🤖 AI Summary
This paper addresses the problem of high-precision automatic synchronization of multi-camera video streams from consumer-grade cameras under uncontrolled environments, without dedicated hardware or manual intervention. We propose VisualSync, the first framework to jointly model generic 3D reconstruction, cross-view feature matching, and dense motion trajectory tracking—leveraging epipolar geometry constraints from co-visible dynamic objects to directly estimate millisecond-level inter-camera time offsets via end-to-end optimization. The method relies entirely on off-the-shelf algorithms, requiring no camera calibration, external synchronization signals, or scene instrumentation. Evaluated on four diverse real-world datasets, VisualSync achieves a median synchronization error below 50 ms, significantly outperforming existing baselines.
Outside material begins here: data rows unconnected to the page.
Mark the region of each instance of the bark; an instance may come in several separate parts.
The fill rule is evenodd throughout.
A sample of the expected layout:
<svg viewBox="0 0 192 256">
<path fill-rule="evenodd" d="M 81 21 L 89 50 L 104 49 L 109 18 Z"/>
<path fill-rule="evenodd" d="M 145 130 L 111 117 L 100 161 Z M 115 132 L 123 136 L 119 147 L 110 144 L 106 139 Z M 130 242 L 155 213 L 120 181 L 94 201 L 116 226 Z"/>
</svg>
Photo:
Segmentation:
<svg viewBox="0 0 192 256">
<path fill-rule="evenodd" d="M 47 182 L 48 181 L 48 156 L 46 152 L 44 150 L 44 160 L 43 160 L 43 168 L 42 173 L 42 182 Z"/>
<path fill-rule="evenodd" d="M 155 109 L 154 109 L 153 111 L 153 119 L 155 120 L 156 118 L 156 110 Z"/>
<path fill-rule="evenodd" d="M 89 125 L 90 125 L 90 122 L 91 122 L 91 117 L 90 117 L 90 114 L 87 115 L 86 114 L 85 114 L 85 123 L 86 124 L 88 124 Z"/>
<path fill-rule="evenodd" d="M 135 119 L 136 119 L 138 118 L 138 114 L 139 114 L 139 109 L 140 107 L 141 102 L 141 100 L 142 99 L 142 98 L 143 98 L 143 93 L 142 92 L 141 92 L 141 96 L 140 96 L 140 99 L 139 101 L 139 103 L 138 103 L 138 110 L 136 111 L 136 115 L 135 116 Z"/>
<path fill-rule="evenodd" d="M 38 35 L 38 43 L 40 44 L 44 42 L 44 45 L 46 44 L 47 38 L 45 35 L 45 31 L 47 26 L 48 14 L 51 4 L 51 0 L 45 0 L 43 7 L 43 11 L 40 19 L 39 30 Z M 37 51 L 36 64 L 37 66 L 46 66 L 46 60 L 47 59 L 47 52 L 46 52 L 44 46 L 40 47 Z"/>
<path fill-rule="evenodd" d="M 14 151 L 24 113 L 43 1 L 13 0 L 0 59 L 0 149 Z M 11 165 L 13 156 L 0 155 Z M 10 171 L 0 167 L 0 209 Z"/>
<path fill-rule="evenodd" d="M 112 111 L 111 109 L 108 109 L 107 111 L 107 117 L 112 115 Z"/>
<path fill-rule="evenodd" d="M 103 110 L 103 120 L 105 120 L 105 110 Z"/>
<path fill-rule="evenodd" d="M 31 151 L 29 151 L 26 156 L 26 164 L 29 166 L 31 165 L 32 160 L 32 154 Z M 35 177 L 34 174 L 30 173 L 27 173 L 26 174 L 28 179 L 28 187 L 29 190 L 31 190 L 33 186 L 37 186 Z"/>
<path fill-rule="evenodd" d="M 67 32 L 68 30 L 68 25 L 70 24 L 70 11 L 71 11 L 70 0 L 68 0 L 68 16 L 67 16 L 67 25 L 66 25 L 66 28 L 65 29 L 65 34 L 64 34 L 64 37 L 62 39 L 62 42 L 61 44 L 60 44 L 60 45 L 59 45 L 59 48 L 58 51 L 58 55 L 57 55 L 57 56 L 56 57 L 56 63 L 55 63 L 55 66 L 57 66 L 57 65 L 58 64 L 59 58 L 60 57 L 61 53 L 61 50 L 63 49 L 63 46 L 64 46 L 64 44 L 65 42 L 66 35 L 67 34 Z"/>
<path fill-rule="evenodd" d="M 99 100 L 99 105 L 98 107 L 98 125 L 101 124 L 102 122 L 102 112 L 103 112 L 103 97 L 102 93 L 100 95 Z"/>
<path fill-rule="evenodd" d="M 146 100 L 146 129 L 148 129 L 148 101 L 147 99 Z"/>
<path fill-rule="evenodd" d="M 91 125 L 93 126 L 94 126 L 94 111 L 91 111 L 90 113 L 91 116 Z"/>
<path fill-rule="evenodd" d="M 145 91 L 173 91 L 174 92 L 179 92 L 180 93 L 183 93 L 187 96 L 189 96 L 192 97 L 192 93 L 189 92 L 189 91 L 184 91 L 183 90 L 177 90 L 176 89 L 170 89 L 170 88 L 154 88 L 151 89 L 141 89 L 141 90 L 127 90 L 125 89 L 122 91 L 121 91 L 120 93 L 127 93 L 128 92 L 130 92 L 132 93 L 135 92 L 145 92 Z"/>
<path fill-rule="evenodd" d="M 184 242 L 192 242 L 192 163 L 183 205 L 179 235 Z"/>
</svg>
It establishes a scalable, calibration-free synchronization paradigm for low-cost multi-view motion analysis and collaborative perception.
📝 Abstract
Today, people can easily record memorable moments, ranging from concerts, sports events, lectures, family gatherings, and birthday parties with multiple consumer cameras. However, synchronizing these cross-camera streams remains challenging. Existing methods assume controlled settings, specific targets, manual correction, or costly hardware. We present VisualSync, an optimization framework based on multi-view dynamics that aligns unposed, unsynchronized videos at millisecond accuracy. Our key insight is that any moving 3D point, when co-visible in two cameras, obeys epipolar constraints once properly synchronized. To exploit this, VisualSync leverages off-the-shelf 3D reconstruction, feature matching, and dense tracking to extract tracklets, relative poses, and cross-view correspondences. It then jointly minimizes the epipolar error to estimate each camera's time offset. Experiments on four diverse, challenging datasets show that VisualSync outperforms baseline methods, achieving an median synchronization error below 50 ms.